In 1998 a group of Texas cattle owners filed a lawsuit against Winfrey for libel due to comments she made on her show about "Mad Cow Disease," claiming it adversely affected the market. Winfrey won the suit, which was watched closely by First Amendment rights advocates worldwide, when the jury determined she did not bad-mouth the beef industry. While the lawsuit was ongoing, Winfrey took over a local theater in Amarillo, Texas, turning it into an impromptu set for several months.

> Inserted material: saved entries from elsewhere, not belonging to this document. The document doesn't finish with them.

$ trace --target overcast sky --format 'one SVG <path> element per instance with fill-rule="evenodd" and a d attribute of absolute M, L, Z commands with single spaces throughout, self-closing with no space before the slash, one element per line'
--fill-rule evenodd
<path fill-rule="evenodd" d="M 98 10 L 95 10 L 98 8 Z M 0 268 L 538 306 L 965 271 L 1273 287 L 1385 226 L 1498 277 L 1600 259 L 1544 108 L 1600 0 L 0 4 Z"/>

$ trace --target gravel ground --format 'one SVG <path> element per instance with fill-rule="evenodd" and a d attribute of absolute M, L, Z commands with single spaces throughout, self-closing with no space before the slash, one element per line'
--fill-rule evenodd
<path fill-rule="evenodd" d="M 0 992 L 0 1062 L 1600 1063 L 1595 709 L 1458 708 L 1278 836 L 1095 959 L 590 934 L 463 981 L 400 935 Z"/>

In October of that year, the company launched oprah.com, an online web site codeveloped by ABC Internet Group and Harpo Productions to allow more input from Winfrey's huge following of fans. In December 1998, Winfrey announced the creation of Oxygen Media, a new cable channel targeted at women. Joining the venture were big hitters in the entertainment world, such as Geraldine Laybourne, formerly president of Nickelodeon and the founder of Oxygen Media, as well as Marcy Carsey, Tom Werner, and Caryn Mandabach, producers of "Roseanne." Other backers included America Online and ABC. Also in 1998, King World Productions paid Harpo Productions $150 million to renew the contract for "The Oprah Winfrey Show," extending the talk show through at least the 2001--02 TV season; the show has historically represented approximately 40 percent ($200 million or so) of King World's annual revenue for several years. By the end of the 20th century, "The Oprah Winfrey Show" was the class act on the block, in a neighborhood riddled with smarmy talk shows, with a viewership of some 20 million throughout the world.
Principal Subsidiaries: Harpo Films, Inc.; Harpo Productions, Inc.; Harpo Video, Inc.